C’est le privilège du photographe (et du peintre) : avoir dans l’oeil une espèce de « filtre », calibré en format 24×36 et de sens artistique qui permet de trouver le détail, l’angle de vue, l’angle par rapport à la lumière, qui fera la « belle image ». C’est « l’oeil du photographe »… Du photographe d’art, car le même principe de sélection visuelle appliqué en photographie de reportage peut conduire à la manipulation. Cet été, promenade photographique dans la superbe ville de Grignan… (Drôme Provençale) un jour de marché artisanal : beaucoup de monde, mais concentré dans les quelques rues du marché. Autour, le grand calme, des ruelles désertes… Déjà un obstacle de moins pour le photographe : ne pas devoir trop attendre que le touriste en short et sa compagne aient quitté le premier ou l’arrière-plan de « votre » photo (je suis patient et le premier à penser que les touristes ont bien le droit de se régaler les yeux eux aussi). Mais des obstacles il en reste… : ce superbe panorama des toits de la ville, à partir du chemin de ronde qui la surplombe et entoure l’enceinte du château… les tuiles rondes, les toits plats, les cheminées… l’oeil analyse… mince, une, deux, trois paraboles de télévision (les habitants ont bien le droit de regarder la télé !). On fait quand même la photo, mais ce ne sera pas LA photo qu’on souhaiterait. Et puis au long des ruelles, l’enchantement : les maisons anciennes, les pierres, les couleurs, une fontaine, la lumière dorée de fin d’après-midi… à chaque pas un sujet pour le photographe.

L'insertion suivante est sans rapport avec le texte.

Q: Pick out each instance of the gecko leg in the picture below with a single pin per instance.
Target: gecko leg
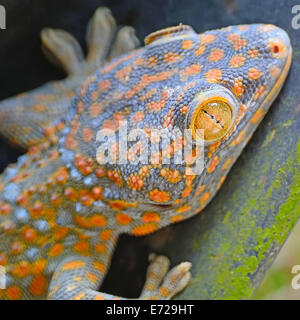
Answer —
(24, 118)
(162, 284)
(79, 278)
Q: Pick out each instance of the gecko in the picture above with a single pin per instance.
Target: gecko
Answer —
(62, 208)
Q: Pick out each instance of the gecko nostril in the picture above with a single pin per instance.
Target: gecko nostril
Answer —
(275, 49)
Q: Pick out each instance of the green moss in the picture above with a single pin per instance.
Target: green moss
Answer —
(236, 261)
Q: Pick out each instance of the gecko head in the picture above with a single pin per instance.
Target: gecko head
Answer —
(217, 85)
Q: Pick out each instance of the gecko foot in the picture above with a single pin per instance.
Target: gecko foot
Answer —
(104, 44)
(162, 284)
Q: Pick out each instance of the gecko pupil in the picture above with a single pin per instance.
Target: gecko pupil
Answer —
(215, 119)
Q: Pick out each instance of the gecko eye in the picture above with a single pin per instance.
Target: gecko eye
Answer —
(215, 118)
(212, 111)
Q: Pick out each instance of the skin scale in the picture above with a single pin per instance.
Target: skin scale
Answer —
(61, 212)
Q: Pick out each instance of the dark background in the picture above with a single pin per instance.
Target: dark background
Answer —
(23, 67)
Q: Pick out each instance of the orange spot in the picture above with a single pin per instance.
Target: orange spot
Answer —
(123, 219)
(124, 73)
(60, 233)
(38, 285)
(86, 197)
(253, 53)
(150, 217)
(115, 176)
(138, 116)
(216, 55)
(100, 248)
(82, 247)
(82, 222)
(184, 208)
(92, 277)
(98, 220)
(29, 234)
(200, 50)
(135, 182)
(55, 199)
(177, 218)
(13, 293)
(274, 71)
(39, 266)
(79, 296)
(237, 61)
(187, 191)
(144, 229)
(56, 250)
(257, 116)
(213, 75)
(159, 196)
(155, 106)
(83, 164)
(213, 164)
(151, 61)
(99, 266)
(17, 247)
(205, 197)
(62, 176)
(200, 189)
(100, 172)
(21, 270)
(97, 193)
(37, 209)
(105, 235)
(71, 194)
(171, 175)
(187, 44)
(4, 208)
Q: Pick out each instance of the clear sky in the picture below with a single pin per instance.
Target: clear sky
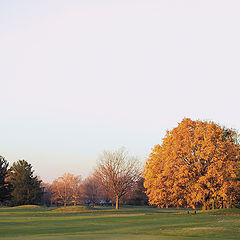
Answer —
(80, 77)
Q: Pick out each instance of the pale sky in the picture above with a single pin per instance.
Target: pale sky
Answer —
(80, 77)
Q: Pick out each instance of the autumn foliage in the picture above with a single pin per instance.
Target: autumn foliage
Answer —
(195, 166)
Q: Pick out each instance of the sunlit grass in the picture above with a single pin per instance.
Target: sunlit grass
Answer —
(127, 223)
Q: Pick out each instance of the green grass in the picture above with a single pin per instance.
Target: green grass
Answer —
(127, 223)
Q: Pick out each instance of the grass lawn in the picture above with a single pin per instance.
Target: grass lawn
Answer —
(127, 223)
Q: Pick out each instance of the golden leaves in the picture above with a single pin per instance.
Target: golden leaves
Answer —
(194, 165)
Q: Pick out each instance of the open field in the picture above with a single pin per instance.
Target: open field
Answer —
(128, 223)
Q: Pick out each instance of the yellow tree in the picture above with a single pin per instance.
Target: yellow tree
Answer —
(195, 165)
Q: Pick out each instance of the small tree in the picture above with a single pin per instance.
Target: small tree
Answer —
(91, 190)
(4, 184)
(26, 186)
(66, 189)
(117, 172)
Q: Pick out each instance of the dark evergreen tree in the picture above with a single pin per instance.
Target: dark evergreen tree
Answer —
(26, 186)
(4, 184)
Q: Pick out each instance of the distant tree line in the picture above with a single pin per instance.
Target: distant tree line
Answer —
(197, 165)
(116, 179)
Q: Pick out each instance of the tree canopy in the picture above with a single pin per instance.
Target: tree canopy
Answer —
(194, 166)
(26, 186)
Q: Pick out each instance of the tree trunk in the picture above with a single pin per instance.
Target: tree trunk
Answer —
(212, 204)
(117, 202)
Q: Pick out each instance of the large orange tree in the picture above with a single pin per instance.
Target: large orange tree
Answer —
(195, 165)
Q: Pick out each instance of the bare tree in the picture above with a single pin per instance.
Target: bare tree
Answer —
(92, 191)
(117, 172)
(66, 189)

Je ne transformerai pas ce billet en album photo, mais je vous présente deux clichés, illustrant ce concept d’oeil du photographe.

Une fontaine-lavoir monumentale…

Fontaine Vue générale
La colonnade est jolie, mais la photo ne l’est pas : il y a un problème de parallaxe, qui fait pencher les colonnes (problème fréquent en photo d’architecture), et puis si l’on regarde attentivement, à l’arrière plan on remarque un boitier électrique, le menu du restaurant voisin, l’amorce d’un panneau de stationnement interdit, l’angle d’un toit disgracieux… il suffit d’avancer de quelques pas, et miracle …

Fontaine - détail
On perd en précision documentaire (la forme générale de la fontaine), mais on gagne tellement en jeux de formes et de lumières, en force expressive de l’image.

Le marché artisanal :

un joli marché, il aurait mérité de nombreuses photos, que je n’ai pas faites faute de temps et vu la foule, sauf celle-ci où les couleurs m’ont « sauté aux yeux »…

Etal du potier
Quand je regarde cette photo, l’amorce des tasses rouges à l’extrême droite me fait regretter d’être passé un peu vite : la palette de couleurs aurait pu être plus intéressante encore… et puis en bas à droite un morceau de je ne sais quoi (chaise ?)… il faudrait sans doute rogner un peu à droite pour supprimer ces détails et mes regrets. C’est à  le travail au laboratoire, ou plus exactement (vive la photo numérique !) sur ordinateur…

Potier - retouchée

Paru initialement le 28 août 2004 sur Culture(s) (mon premier blog, maintenant fermé)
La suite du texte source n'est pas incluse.